Kosowicz J, Horst-Sikorska W, Lacka K
Kliniki Endokrynologii I. Ch. W. Akademii Medycznej, Poznaniu.
Pol Tyg Lek. 1993;48(27-28):599-602.
The results of hypothyreosis therapy with thyroideum (dried thyroid gland) were assessed in 40 patients. The study aimed at establishing proper dosage and assaying blood serum T4, T3, and TSH levels. Daily dose of 1 tablet (0.2 mg of iodine) improved clinical status but did not cover the daily requirement of the body for thyroid hormones. An increase in daily dose to 2 tablets (0.4 mg of iodine) produced nearly complete compensation of hypothyreosis. However, such a daily dose was often associated with adverse reactions, especially in patients with arterial hypertension or atherosclerosis. Thyroid hormones assay has shown that dried thyroid gland administered in daily dose of 0.4 mg normalizes serum T3 levels whereas serum T3 levels remained constantly low, and TSH increased as in non-treated disease. An increase of the daily dose to 0.6 mg of iodine produces excessive increase in serum T3 levels with clinical symptoms of T3 toxicity.

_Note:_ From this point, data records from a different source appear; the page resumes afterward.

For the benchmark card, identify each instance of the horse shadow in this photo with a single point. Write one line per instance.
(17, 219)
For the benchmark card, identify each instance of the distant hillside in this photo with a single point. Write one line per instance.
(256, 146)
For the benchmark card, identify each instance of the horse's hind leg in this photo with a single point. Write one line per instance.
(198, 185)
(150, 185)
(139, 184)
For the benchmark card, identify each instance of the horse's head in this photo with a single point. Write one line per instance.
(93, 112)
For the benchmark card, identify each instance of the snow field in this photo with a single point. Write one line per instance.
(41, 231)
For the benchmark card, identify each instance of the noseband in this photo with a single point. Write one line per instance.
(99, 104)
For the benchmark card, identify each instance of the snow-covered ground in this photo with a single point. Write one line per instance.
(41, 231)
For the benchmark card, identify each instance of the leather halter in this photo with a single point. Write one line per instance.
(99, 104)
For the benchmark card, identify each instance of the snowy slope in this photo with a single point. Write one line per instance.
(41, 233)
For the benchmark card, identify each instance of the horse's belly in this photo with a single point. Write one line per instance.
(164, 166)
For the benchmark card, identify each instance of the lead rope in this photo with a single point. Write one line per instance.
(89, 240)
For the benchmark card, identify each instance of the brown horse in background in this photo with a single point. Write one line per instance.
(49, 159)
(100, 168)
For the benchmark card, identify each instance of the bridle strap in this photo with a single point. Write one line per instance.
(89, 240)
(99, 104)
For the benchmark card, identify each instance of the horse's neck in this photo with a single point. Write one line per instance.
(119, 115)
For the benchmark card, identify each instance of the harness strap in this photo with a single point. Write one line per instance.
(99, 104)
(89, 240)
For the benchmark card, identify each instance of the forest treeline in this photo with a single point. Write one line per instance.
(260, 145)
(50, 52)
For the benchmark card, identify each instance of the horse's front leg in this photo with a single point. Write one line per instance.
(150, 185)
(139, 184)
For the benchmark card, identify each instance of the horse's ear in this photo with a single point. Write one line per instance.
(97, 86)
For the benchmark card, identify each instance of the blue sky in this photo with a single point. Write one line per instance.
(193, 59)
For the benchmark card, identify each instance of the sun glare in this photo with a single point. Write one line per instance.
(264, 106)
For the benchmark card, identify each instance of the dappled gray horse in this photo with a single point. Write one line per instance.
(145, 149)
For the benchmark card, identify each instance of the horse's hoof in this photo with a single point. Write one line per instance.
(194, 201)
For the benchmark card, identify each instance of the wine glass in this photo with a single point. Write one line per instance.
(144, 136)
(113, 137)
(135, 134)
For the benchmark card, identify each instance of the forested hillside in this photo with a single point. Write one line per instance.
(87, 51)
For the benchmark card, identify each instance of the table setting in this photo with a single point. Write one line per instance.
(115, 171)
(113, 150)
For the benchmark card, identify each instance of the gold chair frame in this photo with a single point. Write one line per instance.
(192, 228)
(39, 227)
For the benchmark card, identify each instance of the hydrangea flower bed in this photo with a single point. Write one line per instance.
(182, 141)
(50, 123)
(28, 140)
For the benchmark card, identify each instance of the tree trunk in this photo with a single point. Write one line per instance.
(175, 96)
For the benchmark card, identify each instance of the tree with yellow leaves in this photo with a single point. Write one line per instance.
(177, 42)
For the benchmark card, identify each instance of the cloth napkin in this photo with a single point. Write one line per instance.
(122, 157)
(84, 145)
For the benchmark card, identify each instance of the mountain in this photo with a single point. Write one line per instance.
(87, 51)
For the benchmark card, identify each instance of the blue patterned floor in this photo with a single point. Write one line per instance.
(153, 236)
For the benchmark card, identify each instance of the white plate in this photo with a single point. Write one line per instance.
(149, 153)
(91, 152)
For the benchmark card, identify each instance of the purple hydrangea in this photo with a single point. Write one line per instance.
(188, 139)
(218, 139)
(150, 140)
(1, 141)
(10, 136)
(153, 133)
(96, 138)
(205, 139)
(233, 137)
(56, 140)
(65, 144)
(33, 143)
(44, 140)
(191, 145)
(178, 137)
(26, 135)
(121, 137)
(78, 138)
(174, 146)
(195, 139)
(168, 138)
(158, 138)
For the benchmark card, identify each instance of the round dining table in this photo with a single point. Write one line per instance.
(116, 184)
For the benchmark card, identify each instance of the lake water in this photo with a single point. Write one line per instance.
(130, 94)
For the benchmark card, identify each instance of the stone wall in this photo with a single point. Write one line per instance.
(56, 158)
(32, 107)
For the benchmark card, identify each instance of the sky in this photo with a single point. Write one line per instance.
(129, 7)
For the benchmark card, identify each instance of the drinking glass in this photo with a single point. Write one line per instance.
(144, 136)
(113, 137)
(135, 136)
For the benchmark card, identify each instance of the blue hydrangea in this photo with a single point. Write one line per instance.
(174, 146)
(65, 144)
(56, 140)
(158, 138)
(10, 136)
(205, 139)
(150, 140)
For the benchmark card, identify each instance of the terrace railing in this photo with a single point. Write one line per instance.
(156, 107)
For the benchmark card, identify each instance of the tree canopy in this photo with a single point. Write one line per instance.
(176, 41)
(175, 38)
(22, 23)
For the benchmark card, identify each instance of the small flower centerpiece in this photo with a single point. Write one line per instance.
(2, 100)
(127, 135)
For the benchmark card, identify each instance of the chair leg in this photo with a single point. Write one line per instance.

对40例甲状腺功能减退症患者采用甲状腺片(干甲状腺)进行治疗,并对治疗结果进行了评估。该研究旨在确定合适的剂量,并检测血清T4、T3和TSH水平。每日服用1片(含碘0.2毫克)可改善临床症状,但未满足机体对甲状腺激素的每日需求。将每日剂量增加至2片(含碘0.4毫克)可使甲状腺功能减退症几乎完全得到代偿。然而,这样的每日剂量常伴有不良反应,尤其是在患有动脉高血压或动脉粥样硬化的患者中。甲状腺激素检测表明,每日服用0.4毫克干甲状腺可使血清T3水平恢复正常,而血清TSH水平仍持续偏低,且与未治疗疾病时一样升高。将每日剂量增加至含碘0.6毫克会使血清T3水平过度升高,并出现T3中毒的临床症状。